Don't chain yourself to your install base.

When I worked at The Very Bad Place, we had an MFC application with an install base of several thousand users spread all over the U.S. It talked DCOM to our corporate servers to get its data. DCOM wasn't a completely insane decision at the time it was chosen -- there were far fewer remoting choices for Windows back then.

What was insane, however, was the admins not knowing enough about DCOM and TCP ports so that the company had to leave the DCOM servers sitting outside the firewalls.

I arrived at that scene back when SOAP was the new Golden Hammer. We probably could have handled most of their security issues with the SOAP-tunneled DCOM that COM+ offered, but that involved some strange inter-departmental politics, so the idea never took flight. They also had the IT departments from a lot of their customers planting the word SOAP in upper management's ears. Thus is the nature of Golden Hammers. So they hired me to put SOAP shims on the client and server so that most of the rest of the system still thought it was talking DCOM. It was all about Microsoft's SOAP toolkit back then.

The basics of tiered design had been abandoned for so long, that not only was the client sending raw SQL straight up to the server, it was even providing the name of the server and the database instance that the SQL should be thrown at.

So, basically, a horror show. But I get my SOAP shims implemented, we release a new version, thousands of clients install it, there was much rejoicing. Even a small performance boost because of a horrid on-server temp-file hack I was able to get rid of.

So all better, yah? No. Because roughly 80% of the install base upgraded. Leaving 20% of the install base still talking DCOM. Meaning that DCOM servers still had to sit with their arses in the wind asking to be hacked at.

And those SQL queries going across the line? It means we can't change our tables until every last client is gone. But we really need to change our tables because they're basically a mirror of a COBOL database, most some 50 columns wide, and it takes 6 hours for the nightly population script to run.

So these are the reasons most shops are so keen to go with web-based applications, and it certainly sounds like I just made a fine argument in favor of them. But we've been lost in this knee-jerk web-enablement world for so long, that I think most have forgotten how much easier it is to develop a thick client app. Besides the fact that they are a lot nicer. It's not the memory consumption anymore. Right now the two biggest memory consumers on my box are Firefox at 48MB, and IE at 40MB. (Sorry, Firefox, Task Manager doesn't lie, maybe it's all those silly plugins I installed.) Microsoft had to stop calling them thin clients. Right now Visual Studio is only taking up 36MB.

But AOL figured out another solution a long time ago, and Microsoft a little (okay, a lot) later. Automatic Updates. And that whole concept is built right into .Net smart clients. Security sandboxes, code verification and signing -- everything you'd want out of a web app without sucking. Gmail is really impressive, but I'll take Outlook, thankyouverymuch. Or Thunderbird.

If you're trying to reach a huge audience of previously anonymous customers, then a web app is obviously the right way to go.
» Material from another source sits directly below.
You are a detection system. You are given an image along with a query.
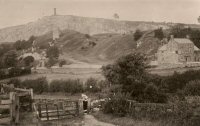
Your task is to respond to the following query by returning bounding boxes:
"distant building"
[157,36,200,64]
Amazon has to be a web app (and an impressive one it is at that, but if they wrote a thick client, I'd sure as hell give it a spin. You hear me, Amazon?). But what if you're just going to have a few thousand users? A few hundred? And they already have to register with you and write you a check? Do you think they enjoy waiting for the page to refresh?

Obviously, there would be a tremendous increase in time spent testing installers, and the upgrade process, and OS version compatibility, and yadda yadda yadda. But development time would go down by just as much, I would think. And developers cost more than testers and admins.

And .Net has done a lot for getting rid of the compatibility and library version issues that an MFC or VB app used to have.

Of course, my Linux brethren are hissing at me right now. And I say -- Mono!